Treatment for diarrhea depends on the type of diarrhea. And it includes the following components: dietary nutrition, antibacterial therapy, pathogenetic treatment (correction of malabsorption in case of enzyme deficiencies, reduction of gastric secretion, drugs that normalize intestinal motility, etc.), treatment of the consequences of prolonged diarrhea (rehydration, restoration of electrolyte balance).

With diarrhea, foods are introduced into the diet that help reduce peristalsis, reduce the secretion of water into the intestinal lumen. In addition, the underlying pathology that caused diarrhea is taken into account. Diet components should correspond to the functional state of digestion. Products that promote the secretion of hydrochloric acid and increase the rate of evacuation of food from the intestines are excluded from the diet for the duration of acute diarrhea.

Antibiotic therapy for diarrhea is prescribed to suppress the pathological flora and restore normal eubiosis in the intestine. With infectious diarrhea, broad-spectrum antibiotics, quinolones, sulfonamides, nitrofurans are prescribed. The drugs of choice for intestinal infections are drugs that do not adversely affect the intestinal microbiocenosis (combined drugs, nifuroxazide). Sometimes, with diarrhea of ​​various origins, eubiotics may be prescribed. However, more often such treatment is prescribed after the signs of diarrhea subside to normalize the intestinal flora (eliminate dysbacteriosis).

As symptomatic agents, adsorbents are used, enveloping and astringent agents that neutralize organic acids. To regulate intestinal motility, loperamide is used, in addition, acting directly on the opiate receptors of the small intestine, reducing the secretory function of enterocytes and improving absorption. A pronounced antidiarrheal effect is exerted by somatostatin, which affects the secretory function.

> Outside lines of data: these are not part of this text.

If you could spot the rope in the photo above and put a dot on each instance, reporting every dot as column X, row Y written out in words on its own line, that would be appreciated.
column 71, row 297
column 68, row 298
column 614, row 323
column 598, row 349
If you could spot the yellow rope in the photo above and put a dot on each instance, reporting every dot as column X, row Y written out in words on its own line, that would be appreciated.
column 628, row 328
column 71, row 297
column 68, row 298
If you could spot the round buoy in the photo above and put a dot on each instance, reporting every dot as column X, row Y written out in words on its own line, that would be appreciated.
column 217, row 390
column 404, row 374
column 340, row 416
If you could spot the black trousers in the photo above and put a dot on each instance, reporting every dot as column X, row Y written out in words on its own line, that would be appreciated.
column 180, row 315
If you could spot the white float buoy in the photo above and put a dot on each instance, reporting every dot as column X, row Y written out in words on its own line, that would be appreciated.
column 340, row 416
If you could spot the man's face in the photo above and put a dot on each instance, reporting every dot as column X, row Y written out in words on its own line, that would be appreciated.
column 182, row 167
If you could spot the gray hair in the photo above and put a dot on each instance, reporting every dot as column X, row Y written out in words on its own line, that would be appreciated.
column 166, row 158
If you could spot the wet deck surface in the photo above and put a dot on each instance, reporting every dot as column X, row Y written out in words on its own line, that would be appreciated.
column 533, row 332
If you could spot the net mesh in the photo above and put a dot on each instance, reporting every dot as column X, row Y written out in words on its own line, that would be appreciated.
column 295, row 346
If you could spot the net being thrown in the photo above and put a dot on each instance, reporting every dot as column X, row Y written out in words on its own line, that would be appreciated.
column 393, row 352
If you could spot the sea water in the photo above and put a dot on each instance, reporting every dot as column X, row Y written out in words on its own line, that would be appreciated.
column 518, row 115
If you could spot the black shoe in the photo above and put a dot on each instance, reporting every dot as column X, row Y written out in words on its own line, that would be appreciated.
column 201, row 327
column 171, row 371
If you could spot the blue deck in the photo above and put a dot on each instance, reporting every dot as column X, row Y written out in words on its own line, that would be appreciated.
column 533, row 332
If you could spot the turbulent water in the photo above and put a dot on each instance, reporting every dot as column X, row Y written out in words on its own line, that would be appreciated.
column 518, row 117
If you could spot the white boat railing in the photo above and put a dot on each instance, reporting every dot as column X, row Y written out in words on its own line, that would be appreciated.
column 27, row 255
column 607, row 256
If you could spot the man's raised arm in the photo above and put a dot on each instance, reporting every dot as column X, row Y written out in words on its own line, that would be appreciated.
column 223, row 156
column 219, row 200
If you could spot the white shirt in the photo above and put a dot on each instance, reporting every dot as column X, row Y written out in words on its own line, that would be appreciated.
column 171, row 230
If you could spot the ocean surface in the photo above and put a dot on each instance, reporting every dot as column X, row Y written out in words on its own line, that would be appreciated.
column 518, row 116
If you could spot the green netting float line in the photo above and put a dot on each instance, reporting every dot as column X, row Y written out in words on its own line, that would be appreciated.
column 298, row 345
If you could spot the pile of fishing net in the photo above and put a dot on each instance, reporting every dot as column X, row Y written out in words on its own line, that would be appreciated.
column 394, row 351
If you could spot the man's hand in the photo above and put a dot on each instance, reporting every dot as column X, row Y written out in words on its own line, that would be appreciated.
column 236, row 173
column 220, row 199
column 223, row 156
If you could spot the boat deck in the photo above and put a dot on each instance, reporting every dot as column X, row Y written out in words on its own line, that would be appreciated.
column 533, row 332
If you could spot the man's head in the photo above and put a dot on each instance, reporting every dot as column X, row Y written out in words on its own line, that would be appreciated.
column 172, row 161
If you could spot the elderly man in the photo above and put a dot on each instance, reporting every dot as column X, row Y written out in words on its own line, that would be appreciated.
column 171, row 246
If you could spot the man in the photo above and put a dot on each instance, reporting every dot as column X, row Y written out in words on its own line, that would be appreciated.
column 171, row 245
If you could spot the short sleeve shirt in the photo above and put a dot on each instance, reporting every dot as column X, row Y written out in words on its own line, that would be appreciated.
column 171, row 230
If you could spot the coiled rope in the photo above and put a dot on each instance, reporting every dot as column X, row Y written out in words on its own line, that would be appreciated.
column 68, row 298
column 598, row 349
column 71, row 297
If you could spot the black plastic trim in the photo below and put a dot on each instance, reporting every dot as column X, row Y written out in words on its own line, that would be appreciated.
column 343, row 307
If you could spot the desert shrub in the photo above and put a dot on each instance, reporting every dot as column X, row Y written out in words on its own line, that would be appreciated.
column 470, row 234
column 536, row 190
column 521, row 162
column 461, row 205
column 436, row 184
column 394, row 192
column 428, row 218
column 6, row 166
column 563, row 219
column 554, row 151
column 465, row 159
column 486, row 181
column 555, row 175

In infectious diarrhea, drugs that reduce intestinal motility are not used. Loss of fluid and electrolytes with prolonged and profuse diarrhea requires rehydration measures. Most patients are prescribed oral rehydration, but in 5-15% of cases there is a need for intravenous administration of electrolyte solutions.

Prevention of diarrhea

Diarrhea prevention includes body hygiene and nutrition. Washing hands before eating, thoroughly washing raw vegetables and fruits, and properly cooking food help avoid food poisoning and intestinal infections. In addition, it is worth remembering the need to avoid drinking raw water, unfamiliar and suspicious food, food products that can cause an allergic reaction.